DESCRIPTION DE L’EXPERIENCE :

Le lundi 23 décembre 2002 a été une journée de traumatisme total, de chagrin, de miracles et de réjouissance. C’est le jour où, à l’âge de 50 ans, j’ai fait une crise cardiaque également connue sous le nom d’infarctus du myocarde sévère. C’est également ce jour-là qui est vraiment le premier du reste de ma vie. Je suis passé aussi près de la mort qu’il est possible, puis je suis quand même revenu à la vie sur cette terre.

Cela a débuté comme un lundi matin ordinaire. Je me suis levé à 5 h pour aller effectuer ma séance habituelle de musculation, après environ 45 minutes j’ai commencé à ressentir une gêne dans le dos, au niveau des omoplates. Comme je venais de travailler avec l’appareil d’extension dorsale, j’ai cru que j’avais lésé un muscle à cet endroit. J’ai donc bu un verre d’eau et je suis allé m’installer sur le poste suivant. Toutefois, avant de pouvoir reprendre l’exercice, j’ai commencé à ressentir une gêne un peu plus importante, juste une douleur mais qui s’était un peu amplifiée. Le bras gauche aussi s’est mis à être douloureux, près de l’articulation du coude. Eh bien ! Deux muscles lésés en une journée alors que cette séance ne m’avait jamais posé de problème auparavant (vous dites « déni » ? Je m’y attendais.). C’était vraiment un lundi, j’étais également un peu barbouillé, je me suis alors dit que j’allais être ennuyé pour Noël. C’était mon jour de chance ! J’ai décidé de me détendre un peu sur le tapis roulant pendant 10 minutes, les choses ne se sont pas du tout améliorées, toutefois elles n’ont pas franchement empiré non plus ; « D’accord ! je ferais aussi bien de rentrer à la maison. Je n’ai tout simplement plus envie de soulever d’autres poids aujourd’hui. ».

Une fois à la maison, j’ai dit à Pat, ma femme, ce que je ressentais. Sa première réaction a été que nous devions aller aux Urgences. Eh bien, « déni » n’est pas un vain mot, j’ai pensé que non, ce n’était probablement rien. Mais cela ne s’est pas amélioré, j’ai commencé à me sentir un peu plus mal. J’ai donc pris un comprimé de « Nitroglycérine ». Ensuite je me suis effectivement senti mieux, j’ai alors pensé que ce n’était pas bon signe, j’ai donc dit à Pat que nous devions aller à l’hôpital. Cela faisait alors 25 – 30 minutes que je ne me sentais pas bien… j’apprends lentement.

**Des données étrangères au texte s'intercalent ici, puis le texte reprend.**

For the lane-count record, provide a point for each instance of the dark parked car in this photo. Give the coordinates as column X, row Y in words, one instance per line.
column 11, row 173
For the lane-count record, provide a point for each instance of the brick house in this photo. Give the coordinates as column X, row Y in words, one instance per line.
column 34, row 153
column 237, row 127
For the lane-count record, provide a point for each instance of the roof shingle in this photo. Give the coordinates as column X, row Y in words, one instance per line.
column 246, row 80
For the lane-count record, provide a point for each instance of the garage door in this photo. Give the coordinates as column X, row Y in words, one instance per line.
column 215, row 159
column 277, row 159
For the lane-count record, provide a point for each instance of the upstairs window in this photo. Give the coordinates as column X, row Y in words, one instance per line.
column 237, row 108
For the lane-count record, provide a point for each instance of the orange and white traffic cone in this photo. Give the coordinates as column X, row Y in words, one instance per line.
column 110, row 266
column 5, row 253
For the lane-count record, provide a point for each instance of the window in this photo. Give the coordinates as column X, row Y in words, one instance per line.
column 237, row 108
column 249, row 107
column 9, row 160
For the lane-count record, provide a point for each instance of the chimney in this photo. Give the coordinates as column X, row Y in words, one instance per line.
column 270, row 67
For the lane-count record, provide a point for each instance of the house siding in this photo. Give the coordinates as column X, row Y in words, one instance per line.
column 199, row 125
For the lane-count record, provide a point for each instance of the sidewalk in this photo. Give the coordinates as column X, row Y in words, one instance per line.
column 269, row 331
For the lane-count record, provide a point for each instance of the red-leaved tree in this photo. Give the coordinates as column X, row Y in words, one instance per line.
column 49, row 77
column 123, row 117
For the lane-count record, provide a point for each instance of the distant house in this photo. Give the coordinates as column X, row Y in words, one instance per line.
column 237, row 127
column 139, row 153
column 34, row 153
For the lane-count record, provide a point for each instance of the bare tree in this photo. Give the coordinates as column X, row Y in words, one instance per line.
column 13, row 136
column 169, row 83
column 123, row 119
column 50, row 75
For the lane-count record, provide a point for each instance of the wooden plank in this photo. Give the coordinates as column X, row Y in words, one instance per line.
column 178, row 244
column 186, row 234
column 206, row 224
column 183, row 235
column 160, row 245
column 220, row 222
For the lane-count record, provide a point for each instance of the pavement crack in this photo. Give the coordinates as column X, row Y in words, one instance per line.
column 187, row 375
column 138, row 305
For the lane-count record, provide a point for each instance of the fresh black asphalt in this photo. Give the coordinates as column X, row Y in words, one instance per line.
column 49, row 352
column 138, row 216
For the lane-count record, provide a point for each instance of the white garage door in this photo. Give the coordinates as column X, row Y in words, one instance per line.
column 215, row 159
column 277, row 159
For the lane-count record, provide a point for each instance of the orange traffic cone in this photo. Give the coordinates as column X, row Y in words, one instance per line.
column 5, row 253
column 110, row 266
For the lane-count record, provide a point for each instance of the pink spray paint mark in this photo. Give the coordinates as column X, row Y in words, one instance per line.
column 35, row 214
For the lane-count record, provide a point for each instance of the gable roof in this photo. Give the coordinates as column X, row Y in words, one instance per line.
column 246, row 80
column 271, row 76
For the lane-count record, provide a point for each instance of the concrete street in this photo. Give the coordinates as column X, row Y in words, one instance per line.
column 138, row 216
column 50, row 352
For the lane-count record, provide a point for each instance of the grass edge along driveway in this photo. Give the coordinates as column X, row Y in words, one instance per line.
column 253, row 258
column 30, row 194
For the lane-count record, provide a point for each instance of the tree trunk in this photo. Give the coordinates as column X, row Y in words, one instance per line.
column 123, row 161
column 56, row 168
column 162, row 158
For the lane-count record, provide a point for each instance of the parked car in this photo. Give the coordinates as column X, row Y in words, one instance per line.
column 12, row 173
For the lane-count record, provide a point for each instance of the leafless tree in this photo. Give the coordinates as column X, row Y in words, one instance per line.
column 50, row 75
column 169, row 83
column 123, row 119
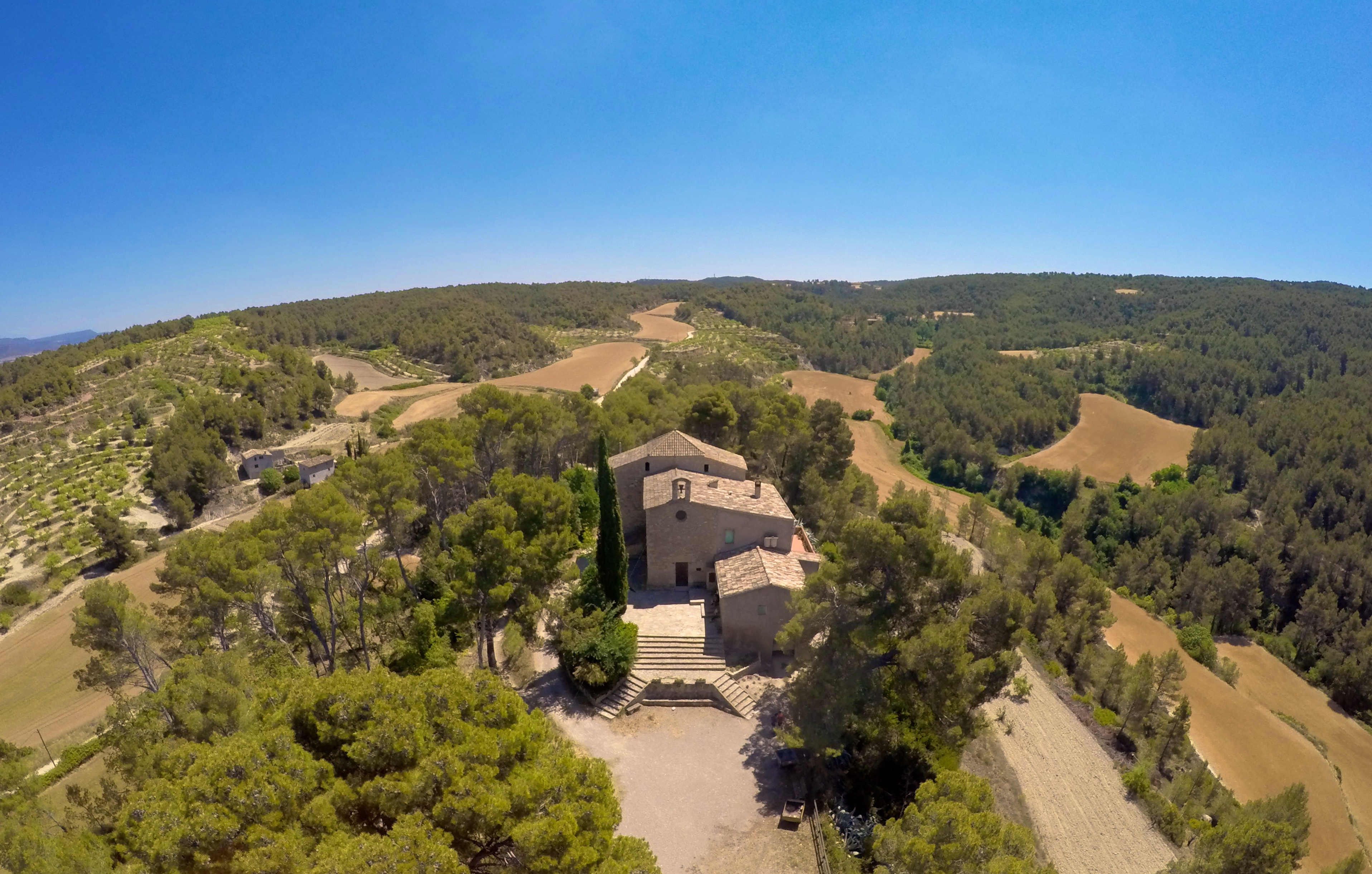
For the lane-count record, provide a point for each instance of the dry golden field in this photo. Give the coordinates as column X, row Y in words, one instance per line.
column 1248, row 747
column 1113, row 440
column 39, row 692
column 852, row 393
column 1349, row 745
column 658, row 324
column 367, row 375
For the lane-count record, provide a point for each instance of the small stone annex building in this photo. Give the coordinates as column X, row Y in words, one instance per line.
column 696, row 519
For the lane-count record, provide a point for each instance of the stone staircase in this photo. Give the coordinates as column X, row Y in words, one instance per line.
column 680, row 653
column 739, row 699
column 620, row 696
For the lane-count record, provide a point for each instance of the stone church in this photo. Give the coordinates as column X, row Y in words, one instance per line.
column 694, row 515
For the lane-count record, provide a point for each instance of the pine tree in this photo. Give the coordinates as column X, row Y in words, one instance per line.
column 611, row 556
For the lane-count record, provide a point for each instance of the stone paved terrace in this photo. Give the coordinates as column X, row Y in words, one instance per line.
column 667, row 614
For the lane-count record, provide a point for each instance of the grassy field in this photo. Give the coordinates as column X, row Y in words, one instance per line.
column 1113, row 440
column 659, row 324
column 39, row 692
column 1246, row 745
column 366, row 374
column 852, row 393
column 1347, row 744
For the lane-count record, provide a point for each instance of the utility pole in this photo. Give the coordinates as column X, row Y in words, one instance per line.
column 46, row 748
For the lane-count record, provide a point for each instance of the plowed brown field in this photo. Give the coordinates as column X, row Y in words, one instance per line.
column 600, row 366
column 372, row 401
column 1113, row 440
column 39, row 692
column 658, row 324
column 1276, row 688
column 1250, row 750
column 852, row 393
column 366, row 374
column 916, row 357
column 1078, row 805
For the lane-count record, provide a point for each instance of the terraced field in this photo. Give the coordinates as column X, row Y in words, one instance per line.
column 659, row 324
column 366, row 374
column 852, row 393
column 1248, row 747
column 1113, row 440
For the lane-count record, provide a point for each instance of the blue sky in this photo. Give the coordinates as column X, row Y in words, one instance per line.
column 163, row 160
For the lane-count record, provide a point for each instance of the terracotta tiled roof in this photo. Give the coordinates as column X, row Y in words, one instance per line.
column 759, row 567
column 735, row 494
column 674, row 444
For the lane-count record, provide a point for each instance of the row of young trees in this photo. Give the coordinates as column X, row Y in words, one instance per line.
column 966, row 405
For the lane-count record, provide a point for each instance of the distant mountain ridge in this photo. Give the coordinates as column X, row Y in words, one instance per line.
column 17, row 348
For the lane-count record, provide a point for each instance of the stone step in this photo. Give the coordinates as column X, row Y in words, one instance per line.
column 623, row 695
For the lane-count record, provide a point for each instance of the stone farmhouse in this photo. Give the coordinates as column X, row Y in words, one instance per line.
column 316, row 470
column 697, row 521
column 260, row 460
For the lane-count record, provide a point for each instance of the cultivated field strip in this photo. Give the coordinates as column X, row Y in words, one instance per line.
column 1080, row 813
column 1250, row 750
column 1113, row 440
column 1348, row 744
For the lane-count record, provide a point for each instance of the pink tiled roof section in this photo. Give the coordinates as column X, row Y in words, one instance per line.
column 758, row 567
column 733, row 494
column 674, row 444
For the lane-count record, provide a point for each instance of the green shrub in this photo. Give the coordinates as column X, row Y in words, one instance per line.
column 1021, row 686
column 596, row 645
column 271, row 482
column 1136, row 781
column 1195, row 638
column 16, row 595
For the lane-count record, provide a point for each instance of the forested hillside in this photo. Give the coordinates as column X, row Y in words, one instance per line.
column 966, row 405
column 471, row 331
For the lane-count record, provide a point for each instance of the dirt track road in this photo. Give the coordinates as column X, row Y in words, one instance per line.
column 1252, row 751
column 1080, row 813
column 1113, row 438
column 658, row 324
column 39, row 692
column 850, row 392
column 366, row 375
column 1275, row 686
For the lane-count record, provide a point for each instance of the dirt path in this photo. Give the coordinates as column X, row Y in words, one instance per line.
column 1250, row 750
column 1113, row 440
column 699, row 785
column 879, row 456
column 39, row 692
column 852, row 393
column 1275, row 686
column 659, row 324
column 1080, row 813
column 916, row 357
column 364, row 372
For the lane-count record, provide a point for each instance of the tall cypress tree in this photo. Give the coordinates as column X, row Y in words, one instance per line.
column 611, row 556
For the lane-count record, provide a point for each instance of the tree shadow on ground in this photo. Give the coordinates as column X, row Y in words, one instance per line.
column 551, row 694
column 774, row 784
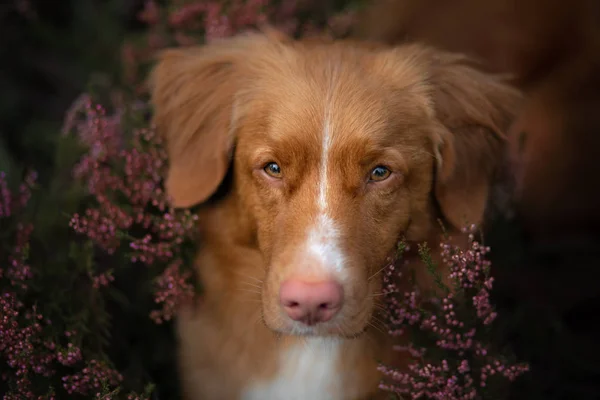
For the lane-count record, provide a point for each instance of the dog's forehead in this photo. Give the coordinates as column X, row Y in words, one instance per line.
column 351, row 109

Pat m’a conduit à l’hôpital et m’a déposé à l’entrée des Urgences, puis elle est partie chercher une place de parking. Je suis entré et je n’ai trouvé absolument personne. Je suis allé aux admissions, une fille est sortie d’un bureau derrière le comptoir. Quand je lui ai dit que j’avais mal dans la poitrine, elle a rapidement appelé au téléphone. J’ai commencé à remplir le formulaire de triage, mais j’ai été incapable de le terminer parce qu’il me devenait difficile de bouger les doigts et d’écrire. Pourtant, je ne pensais toujours pas à une crise cardiaque. Pat est entrée, elle a terminé le formulaire, un infirmier est arrivé rapidement et nous a emmenés dans une petite salle de consultation.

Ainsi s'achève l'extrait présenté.